AE: Was this the famous [post-Lorne Michaels] producer Jean Doumanian?
TS: Yes, I went through Jean Doumanian, and she was pretty scary.
AE: So at this point did you see yourself solely as a writer or did you see yourself as a comic?
TS: I was funny. I was acting. I had gone to auditions, I’d done, you know, some stand-up comedy, but I didn’t really like the stand-up comedy world, maybe because I was gay. And it was such a straight macho kind of grisly business, you know? I didn’t really have the courage to do it back then. Now I’d been the star of my high school talent show.
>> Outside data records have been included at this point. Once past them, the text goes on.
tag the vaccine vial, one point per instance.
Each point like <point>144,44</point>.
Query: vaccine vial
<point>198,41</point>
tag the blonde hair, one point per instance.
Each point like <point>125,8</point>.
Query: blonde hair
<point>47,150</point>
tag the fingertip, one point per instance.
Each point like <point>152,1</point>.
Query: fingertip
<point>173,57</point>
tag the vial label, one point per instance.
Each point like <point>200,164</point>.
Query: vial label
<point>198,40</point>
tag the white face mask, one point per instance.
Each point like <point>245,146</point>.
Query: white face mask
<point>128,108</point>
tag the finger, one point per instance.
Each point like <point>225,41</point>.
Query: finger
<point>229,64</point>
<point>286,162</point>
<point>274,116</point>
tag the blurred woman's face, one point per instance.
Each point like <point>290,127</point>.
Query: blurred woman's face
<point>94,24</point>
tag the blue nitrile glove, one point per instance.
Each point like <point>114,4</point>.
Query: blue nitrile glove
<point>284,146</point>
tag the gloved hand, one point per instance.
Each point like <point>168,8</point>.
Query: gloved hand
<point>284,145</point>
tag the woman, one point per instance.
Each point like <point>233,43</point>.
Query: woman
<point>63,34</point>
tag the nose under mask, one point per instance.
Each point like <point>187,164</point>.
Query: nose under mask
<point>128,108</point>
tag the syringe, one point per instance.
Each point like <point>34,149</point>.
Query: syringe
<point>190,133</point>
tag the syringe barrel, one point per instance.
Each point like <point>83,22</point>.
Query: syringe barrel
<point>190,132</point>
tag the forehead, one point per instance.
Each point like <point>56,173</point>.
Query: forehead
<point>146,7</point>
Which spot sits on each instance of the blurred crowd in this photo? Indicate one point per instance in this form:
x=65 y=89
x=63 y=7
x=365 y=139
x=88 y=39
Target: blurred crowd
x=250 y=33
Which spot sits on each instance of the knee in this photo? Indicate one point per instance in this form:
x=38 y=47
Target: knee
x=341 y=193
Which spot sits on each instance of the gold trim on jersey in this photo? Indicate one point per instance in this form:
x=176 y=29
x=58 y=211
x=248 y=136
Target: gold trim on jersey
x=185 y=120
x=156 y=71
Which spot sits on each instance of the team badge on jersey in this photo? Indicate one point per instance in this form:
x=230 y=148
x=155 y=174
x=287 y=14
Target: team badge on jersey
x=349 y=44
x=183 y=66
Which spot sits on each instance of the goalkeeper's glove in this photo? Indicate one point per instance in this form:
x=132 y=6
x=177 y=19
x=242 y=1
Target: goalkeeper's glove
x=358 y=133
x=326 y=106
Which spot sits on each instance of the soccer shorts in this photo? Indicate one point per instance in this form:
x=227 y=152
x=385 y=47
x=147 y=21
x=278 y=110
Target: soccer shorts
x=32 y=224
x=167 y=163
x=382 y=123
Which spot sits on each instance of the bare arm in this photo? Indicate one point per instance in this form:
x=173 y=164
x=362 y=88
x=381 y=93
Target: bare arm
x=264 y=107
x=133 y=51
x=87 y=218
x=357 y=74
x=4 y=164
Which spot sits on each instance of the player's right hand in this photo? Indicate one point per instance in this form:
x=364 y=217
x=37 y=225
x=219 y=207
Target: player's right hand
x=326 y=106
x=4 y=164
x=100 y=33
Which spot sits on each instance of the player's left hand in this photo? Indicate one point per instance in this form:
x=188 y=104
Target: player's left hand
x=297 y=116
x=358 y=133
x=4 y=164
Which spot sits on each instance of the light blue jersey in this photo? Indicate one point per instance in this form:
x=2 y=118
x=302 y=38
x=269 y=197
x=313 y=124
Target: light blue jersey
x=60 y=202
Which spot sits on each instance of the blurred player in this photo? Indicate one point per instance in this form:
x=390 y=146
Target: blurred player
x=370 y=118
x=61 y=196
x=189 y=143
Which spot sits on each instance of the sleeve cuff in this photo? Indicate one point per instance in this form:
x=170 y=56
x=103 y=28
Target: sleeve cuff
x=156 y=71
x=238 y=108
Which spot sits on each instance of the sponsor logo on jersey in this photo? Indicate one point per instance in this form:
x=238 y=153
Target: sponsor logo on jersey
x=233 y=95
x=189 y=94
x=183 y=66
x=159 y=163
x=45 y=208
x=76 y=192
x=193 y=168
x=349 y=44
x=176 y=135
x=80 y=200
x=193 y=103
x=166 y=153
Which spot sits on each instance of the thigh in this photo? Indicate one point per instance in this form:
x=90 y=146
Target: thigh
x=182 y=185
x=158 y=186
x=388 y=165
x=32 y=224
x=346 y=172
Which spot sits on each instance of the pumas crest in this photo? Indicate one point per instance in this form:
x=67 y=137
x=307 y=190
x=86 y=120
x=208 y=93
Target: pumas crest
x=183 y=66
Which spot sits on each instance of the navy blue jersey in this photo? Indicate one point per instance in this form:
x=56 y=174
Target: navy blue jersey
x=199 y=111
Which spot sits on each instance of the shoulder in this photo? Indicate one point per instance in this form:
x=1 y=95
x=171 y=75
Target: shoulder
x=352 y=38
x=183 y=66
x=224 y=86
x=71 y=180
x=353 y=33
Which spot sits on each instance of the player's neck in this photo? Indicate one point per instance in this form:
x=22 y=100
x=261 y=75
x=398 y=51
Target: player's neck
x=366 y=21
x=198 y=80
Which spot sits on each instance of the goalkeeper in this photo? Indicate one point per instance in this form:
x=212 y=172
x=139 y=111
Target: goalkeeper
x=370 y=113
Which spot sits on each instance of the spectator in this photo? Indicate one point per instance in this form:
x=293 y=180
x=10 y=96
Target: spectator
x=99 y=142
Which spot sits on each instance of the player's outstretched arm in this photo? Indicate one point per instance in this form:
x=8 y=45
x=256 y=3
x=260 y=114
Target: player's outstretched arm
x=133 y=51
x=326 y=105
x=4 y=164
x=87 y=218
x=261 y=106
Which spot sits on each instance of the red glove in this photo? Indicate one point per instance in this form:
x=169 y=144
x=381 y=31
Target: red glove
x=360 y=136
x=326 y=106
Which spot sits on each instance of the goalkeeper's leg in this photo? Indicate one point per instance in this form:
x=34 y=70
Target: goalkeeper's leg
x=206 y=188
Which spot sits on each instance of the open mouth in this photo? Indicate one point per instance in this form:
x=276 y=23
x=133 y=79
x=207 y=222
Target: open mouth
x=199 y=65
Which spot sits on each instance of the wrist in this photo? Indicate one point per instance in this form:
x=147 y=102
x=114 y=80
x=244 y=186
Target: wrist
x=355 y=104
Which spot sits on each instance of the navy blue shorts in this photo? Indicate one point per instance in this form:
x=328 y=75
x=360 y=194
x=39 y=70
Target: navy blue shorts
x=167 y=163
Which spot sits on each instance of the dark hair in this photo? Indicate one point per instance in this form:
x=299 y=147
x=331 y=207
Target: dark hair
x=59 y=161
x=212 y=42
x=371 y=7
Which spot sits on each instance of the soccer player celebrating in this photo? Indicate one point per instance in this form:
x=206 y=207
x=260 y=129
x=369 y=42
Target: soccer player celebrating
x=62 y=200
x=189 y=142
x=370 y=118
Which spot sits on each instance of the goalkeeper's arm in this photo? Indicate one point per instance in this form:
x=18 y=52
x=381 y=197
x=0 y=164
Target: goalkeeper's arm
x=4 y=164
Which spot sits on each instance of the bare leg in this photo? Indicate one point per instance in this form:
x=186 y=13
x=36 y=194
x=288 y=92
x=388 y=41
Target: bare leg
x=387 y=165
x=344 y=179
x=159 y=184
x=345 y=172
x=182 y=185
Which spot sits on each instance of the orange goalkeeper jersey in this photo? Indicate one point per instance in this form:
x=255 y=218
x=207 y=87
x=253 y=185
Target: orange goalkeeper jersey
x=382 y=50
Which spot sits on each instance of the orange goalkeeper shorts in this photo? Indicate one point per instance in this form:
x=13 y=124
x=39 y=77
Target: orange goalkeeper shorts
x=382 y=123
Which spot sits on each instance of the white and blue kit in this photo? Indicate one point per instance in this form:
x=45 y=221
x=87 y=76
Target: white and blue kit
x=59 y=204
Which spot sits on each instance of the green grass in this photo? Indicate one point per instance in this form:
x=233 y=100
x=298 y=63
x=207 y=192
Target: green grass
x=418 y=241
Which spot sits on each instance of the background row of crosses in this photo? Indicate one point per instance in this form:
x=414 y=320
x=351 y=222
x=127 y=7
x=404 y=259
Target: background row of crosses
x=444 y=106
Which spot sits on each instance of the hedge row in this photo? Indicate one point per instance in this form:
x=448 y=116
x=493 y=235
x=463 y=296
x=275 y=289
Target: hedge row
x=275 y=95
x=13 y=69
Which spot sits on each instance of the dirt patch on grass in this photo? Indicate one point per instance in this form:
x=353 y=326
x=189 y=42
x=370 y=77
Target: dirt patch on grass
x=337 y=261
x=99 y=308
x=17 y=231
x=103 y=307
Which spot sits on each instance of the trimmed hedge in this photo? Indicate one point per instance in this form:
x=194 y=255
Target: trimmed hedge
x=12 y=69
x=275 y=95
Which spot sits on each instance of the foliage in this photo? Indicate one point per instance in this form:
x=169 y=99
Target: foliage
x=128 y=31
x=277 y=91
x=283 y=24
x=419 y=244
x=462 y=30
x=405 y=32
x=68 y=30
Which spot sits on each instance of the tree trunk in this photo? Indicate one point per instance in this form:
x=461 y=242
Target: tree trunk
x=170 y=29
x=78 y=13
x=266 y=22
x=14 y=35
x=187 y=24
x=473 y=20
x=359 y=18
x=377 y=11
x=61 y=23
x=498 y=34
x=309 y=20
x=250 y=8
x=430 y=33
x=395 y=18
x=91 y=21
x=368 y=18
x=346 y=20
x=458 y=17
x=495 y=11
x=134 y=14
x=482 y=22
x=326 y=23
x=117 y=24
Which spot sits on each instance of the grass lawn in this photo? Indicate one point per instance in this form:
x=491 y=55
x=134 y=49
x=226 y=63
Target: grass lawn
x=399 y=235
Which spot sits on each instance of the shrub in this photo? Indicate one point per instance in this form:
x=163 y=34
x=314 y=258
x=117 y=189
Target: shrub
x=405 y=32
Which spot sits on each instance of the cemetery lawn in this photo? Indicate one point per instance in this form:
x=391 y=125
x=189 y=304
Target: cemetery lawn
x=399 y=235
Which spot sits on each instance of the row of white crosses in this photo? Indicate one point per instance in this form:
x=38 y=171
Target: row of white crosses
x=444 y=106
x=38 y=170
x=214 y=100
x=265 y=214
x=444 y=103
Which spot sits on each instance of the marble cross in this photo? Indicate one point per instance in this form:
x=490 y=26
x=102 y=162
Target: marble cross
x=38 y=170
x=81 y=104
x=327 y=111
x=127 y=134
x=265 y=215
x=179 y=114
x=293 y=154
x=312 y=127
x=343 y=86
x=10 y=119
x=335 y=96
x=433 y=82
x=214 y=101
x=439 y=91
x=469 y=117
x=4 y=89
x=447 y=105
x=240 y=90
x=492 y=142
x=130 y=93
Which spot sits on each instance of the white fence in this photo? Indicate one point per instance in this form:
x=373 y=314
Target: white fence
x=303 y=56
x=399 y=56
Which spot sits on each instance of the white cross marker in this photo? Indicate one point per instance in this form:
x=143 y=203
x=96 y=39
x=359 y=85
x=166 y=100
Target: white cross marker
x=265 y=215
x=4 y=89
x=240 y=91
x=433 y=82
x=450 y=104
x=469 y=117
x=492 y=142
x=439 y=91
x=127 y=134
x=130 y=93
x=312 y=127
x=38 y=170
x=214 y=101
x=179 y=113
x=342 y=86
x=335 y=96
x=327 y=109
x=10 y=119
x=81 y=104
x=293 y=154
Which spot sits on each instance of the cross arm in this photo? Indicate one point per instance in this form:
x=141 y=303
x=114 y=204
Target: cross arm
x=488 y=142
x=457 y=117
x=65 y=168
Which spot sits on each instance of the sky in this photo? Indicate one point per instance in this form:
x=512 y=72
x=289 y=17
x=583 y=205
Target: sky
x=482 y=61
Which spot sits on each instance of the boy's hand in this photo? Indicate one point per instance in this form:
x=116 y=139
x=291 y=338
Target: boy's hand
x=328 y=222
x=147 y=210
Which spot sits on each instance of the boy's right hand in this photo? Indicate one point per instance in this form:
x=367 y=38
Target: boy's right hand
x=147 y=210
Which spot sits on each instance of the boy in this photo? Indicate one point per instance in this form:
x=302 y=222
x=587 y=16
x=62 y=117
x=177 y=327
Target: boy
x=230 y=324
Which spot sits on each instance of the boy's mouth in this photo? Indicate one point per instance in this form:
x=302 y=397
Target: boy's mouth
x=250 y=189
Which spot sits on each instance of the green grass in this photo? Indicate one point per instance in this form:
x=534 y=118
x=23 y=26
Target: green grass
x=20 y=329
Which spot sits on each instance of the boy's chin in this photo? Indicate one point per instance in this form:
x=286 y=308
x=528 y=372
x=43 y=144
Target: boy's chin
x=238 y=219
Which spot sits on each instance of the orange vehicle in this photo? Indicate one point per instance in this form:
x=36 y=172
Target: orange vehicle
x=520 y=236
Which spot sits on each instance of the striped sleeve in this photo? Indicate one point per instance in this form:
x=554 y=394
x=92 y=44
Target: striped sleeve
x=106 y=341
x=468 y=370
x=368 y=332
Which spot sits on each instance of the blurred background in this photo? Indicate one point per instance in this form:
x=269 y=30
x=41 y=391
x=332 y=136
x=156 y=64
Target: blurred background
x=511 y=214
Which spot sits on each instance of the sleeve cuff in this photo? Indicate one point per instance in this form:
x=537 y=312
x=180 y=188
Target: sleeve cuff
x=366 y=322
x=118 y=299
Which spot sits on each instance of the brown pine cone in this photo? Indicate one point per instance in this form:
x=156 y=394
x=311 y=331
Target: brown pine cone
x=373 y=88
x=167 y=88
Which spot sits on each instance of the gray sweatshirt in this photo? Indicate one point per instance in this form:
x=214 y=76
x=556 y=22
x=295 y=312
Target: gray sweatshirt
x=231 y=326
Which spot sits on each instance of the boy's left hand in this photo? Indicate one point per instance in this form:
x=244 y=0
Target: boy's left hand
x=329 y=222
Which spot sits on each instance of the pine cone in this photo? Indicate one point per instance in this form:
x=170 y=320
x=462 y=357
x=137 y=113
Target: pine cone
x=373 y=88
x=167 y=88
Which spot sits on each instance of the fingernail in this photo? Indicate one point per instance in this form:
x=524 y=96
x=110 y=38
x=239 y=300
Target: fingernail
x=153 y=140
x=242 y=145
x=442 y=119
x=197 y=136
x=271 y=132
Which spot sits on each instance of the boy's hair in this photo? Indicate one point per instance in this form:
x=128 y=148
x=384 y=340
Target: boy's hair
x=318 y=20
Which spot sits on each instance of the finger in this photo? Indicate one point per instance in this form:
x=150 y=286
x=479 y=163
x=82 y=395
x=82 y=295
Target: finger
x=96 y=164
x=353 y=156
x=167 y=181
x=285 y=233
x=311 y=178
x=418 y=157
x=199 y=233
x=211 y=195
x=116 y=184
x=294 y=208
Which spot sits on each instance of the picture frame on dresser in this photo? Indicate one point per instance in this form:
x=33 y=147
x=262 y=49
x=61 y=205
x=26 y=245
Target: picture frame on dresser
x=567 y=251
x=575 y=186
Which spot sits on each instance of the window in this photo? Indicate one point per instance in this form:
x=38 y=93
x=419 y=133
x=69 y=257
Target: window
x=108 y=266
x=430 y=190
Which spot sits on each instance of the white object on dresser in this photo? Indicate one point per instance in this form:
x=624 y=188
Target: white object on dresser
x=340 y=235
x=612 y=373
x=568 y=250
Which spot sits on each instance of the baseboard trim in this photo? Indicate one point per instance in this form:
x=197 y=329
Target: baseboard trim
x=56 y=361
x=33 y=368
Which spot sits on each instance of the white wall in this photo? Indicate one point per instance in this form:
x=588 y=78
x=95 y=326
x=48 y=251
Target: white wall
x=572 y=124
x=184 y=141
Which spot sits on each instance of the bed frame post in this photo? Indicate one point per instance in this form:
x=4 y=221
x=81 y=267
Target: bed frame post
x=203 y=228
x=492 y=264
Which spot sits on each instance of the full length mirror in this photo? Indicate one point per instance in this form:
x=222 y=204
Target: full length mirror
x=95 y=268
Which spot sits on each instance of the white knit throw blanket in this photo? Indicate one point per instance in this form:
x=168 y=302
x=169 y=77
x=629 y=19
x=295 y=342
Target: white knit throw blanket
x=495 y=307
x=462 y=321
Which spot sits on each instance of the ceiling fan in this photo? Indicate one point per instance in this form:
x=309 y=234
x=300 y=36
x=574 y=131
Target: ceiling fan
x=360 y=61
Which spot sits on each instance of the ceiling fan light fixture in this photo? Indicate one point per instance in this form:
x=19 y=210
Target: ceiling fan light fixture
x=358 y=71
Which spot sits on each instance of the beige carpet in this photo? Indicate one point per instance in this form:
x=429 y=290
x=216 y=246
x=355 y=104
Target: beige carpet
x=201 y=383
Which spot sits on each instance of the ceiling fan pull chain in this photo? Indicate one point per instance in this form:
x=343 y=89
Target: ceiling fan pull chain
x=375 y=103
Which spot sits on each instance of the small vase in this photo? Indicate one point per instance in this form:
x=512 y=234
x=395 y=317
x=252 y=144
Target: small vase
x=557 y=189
I had a lot of confirmation that I was funny and people loved me, but that’s different from being in the big city.
AE: At this point, were you out as a gay person and did that contribute to anything you wrote for the show?
TS: I was out. I don’t think I was ever "in" after college. That was it, so I never hid anything. Yeah, I’d always put something gay in there, always something crazy. I actually made fun of other things. Like I did Billy Graham singing Christian telegrams.